Il y a des histoires de leadership qui ne laissent pas indifférent. Celle de ce directeur général d’une grande association en est une. Quand il a été nommé à la tête de l’organisation, celle-ci était au bord de l’effondrement. Structurellement affaiblie, usée par des habitudes devenues obsolètes, elle avançait par inertie, sans cap clair, ni énergie suffisante pour rebondir.
Face à ce constat, il n’a pas hésité. Il a retroussé ses manches et engagé une profonde réorganisation. Il a revu les manières de faire, supprimé les processus qui n’avaient plus de sens, et remis à jour l’ensemble du fonctionnement pour permettre un redémarrage solide. Il a été la locomotive. Il a pris sur lui, a tiré l’ensemble de la structure comme on aide une caravane à traverser un fleuve en crue.
La traversée a été rapide, presque fulgurante. Mais elle n’a pas été sans coût.
Résistance au changement : un phénomène humain
Car derrière les transformations structurelles, il y a les personnes. Et chez les salariés, le changement, aussi nécessaire soit-il, suscite des réactions : crainte de perdre ses repères, sentiment d’injustice, fatigue, tensions, blessures, ressentiments.
La résistance n’est pas une erreur de parcours, elle est une réaction naturelle. Elle dit l’attachement à ce qui fut, elle exprime aussi le besoin de sens, de sécurité et de reconnaissance. Mais pour celui qui mène la barque, cela peut devenir épuisant. C’est exactement ce qu’a vécu ce directeur. Il a pris l’organisation sur ses épaules. Il a tenu bon. Il a fait en sorte que tout le monde traverse. Mais aujourd’hui, une fois arrivés de l’autre côté, les tensions persistent. Les blessures aussi.

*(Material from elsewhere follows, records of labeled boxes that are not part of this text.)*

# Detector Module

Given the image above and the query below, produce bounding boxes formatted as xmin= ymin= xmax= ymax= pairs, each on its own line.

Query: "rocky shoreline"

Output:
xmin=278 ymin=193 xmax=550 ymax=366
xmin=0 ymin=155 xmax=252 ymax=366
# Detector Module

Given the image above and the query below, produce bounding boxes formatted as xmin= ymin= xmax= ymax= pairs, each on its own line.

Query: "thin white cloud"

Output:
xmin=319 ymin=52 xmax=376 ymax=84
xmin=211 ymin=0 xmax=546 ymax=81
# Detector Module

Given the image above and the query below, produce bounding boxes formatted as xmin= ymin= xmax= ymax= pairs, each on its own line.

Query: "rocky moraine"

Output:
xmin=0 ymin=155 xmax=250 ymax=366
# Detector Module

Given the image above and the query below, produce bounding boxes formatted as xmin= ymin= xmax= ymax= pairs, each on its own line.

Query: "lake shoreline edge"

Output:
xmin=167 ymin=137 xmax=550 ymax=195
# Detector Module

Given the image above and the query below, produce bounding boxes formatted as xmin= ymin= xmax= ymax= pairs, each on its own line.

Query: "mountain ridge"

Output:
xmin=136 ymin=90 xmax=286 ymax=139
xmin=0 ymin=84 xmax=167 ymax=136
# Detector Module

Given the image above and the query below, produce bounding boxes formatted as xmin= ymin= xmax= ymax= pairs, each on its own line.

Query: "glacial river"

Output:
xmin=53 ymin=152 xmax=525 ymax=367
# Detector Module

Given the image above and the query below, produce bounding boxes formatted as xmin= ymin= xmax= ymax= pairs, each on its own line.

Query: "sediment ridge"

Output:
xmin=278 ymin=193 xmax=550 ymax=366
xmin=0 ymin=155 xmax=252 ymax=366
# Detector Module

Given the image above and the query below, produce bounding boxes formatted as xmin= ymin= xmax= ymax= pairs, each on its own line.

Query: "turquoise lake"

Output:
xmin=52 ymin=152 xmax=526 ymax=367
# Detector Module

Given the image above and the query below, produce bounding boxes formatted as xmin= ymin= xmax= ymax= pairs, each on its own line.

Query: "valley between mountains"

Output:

Après le passage, reconstruire
On pourrait croire que le plus dur est fait une fois la transformation enclenchée. Mais en réalité, une autre phase commence. Celle de la reconstruction humaine. Car si l’organisation a changé de rive, les équipes, elles, ont besoin de retrouver leurs marques, de panser leurs plaies, de se réapproprier leur travail dans un nouveau cadre.
Ce temps est essentiel. Nécessaire pour que les tensions retombent, pour que chacun trouve à nouveau sa place, pour que les rancœurs fassent place à la reconnaissance. Et ce temps, le dirigeant aussi doit le prendre. Pour reprendre souffle. Pour relâcher la pression. Pour ne pas rester seul, ou épuisé au bout du chemin.
Le prix du courage managérial
Cette histoire n’est pas unique. Elle raconte ce que vivent de nombreux dirigeants dans les associations, les PME, les services publics. Transformer, réinventer, sauver. C’est admirable. Mais cela ne se fait pas sans coût humain. Et surtout, cela ne peut se faire durablement sans accompagnement.
Accompagner le collectif, reconstruire la confiance, soutenir le dirigeant dans la durée : ce sont les clés pour que l’élan de transformation ne devienne pas une usure silencieuse. Car il ne suffit pas de traverser le fleuve. Il faut encore apprendre à vivre sur l’autre rive.